若くして結婚し、一時東京に居を移し、田中仙樵に世話になったとも聞き伝えられ、奥秘12段を当時の金額100万円で売却したという風評も現在まで聞き伝えられている。このことは日本茶道に存在する奥秘12段の書物はそれを裏付けているが、日本茶道の奥秘12段は、裏千家で伝承している奥秘12段とは似て似つかずの部分が多々ある。
田中仙樵自身は別にしても、流儀の高弟に与えている奥秘12段の伝書には記述内容に不整合部分があって、誰もそれを指摘をしていないことを見ても、本当に実践して伝承をしているのか疑問である。奥秘12段の記述の間違いが訂正されることなく、ただ、奥秘12段の書物が高弟に配布され、高弟も不整合な間違いのある台子12段の書物を所持しているだけで満足していることは、奥秘12段の伝承の形骸化を意味している。大変悲しいことだ。
あえてこのことに疑問を持ち深く考えると、円能斎は、日本茶道に台子12段の書物を渡す時、当時は書き写して渡したので、その内容が、書き写しの間違いか、意図的な点前の変革か、誰も現在では証明できないが、裏千家の伝承と日本茶道の台子12段での食い違いからいろいろ想像が生まれる。
あえて言えば、元である裏千家の伝承が本来と言えるのかもしれない。もし、意図的ならば、茶道の伝承に無責任さを感じる。

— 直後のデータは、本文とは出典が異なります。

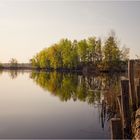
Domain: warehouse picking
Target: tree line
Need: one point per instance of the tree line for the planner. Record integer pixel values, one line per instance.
(67, 54)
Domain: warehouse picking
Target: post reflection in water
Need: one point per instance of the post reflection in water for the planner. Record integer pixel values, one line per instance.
(80, 105)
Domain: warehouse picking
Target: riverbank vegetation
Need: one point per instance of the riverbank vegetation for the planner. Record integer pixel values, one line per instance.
(91, 53)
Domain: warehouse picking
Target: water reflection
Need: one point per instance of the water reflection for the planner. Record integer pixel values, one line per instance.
(79, 94)
(90, 89)
(100, 90)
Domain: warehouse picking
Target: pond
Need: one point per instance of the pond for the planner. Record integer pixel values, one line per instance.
(42, 105)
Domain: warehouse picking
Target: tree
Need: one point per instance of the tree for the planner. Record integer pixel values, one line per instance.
(83, 51)
(112, 54)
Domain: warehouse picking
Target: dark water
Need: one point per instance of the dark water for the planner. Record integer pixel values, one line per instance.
(37, 105)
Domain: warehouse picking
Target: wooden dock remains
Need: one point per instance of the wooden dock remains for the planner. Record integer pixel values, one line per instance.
(128, 102)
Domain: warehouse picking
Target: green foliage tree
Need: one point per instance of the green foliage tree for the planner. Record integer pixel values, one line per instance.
(91, 52)
(112, 53)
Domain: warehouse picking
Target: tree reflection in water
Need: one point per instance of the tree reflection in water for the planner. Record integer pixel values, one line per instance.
(101, 90)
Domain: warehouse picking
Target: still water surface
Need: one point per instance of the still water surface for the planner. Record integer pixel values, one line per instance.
(36, 105)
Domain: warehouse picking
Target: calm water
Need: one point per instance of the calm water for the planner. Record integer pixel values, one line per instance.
(42, 105)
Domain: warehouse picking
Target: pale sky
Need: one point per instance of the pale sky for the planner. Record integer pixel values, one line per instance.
(28, 26)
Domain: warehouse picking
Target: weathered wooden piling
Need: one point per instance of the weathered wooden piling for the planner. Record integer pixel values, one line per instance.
(116, 128)
(138, 96)
(136, 126)
(131, 76)
(126, 118)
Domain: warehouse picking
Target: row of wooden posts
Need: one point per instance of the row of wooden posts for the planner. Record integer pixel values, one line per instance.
(128, 102)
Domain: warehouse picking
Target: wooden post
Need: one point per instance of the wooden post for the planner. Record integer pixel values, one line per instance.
(126, 118)
(131, 75)
(119, 103)
(116, 128)
(138, 96)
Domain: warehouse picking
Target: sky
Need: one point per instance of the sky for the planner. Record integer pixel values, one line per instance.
(28, 26)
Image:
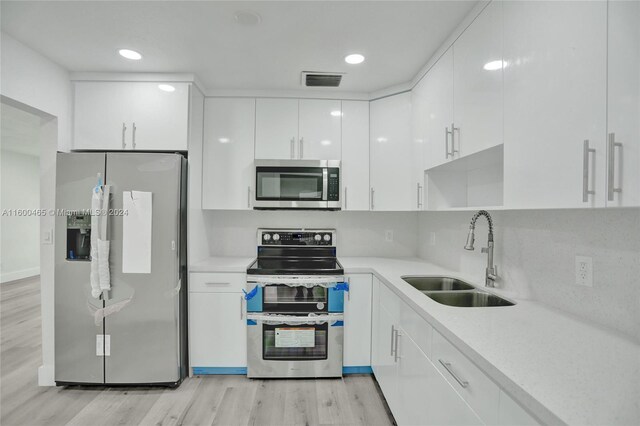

しかしながら、十段においては戦前から昭和40年まで続いてきた裏千家の研鑚は信頼できるとしても、裏千家の一部の茶道求道者に極秘に伝わる一子相伝と言われる「真之真」についての記述は疑問が多々ある。この点については、裏千家では非公開で、昭和40年以前でも十段許状者に「真之真」は伝承されていないが、記述として日本茶道に伝承された「真之真」は信頼に値すると言えよう。
話を「大円之草」に戻すと、円能斎が台子12段を日本茶道の田中仙樵に渡したがゆえに、裏千家の独自性のためにも奥伝として、新しく台子12段以外に「大円之真」「大円之草」を考案せざるを得なくなったとみることもできる。しかしながら、考案したというより、昔から伝わる「大丸盆点」を基本にして点前を編集したと言ったほうが当てはまるぐらい道具配置扱いが似ている。
結果としては、「大円之草」のルーツは「大丸盆点」にあると言っても過言ではない。機会があれば、「大丸盆点」を述べてみたいと思う。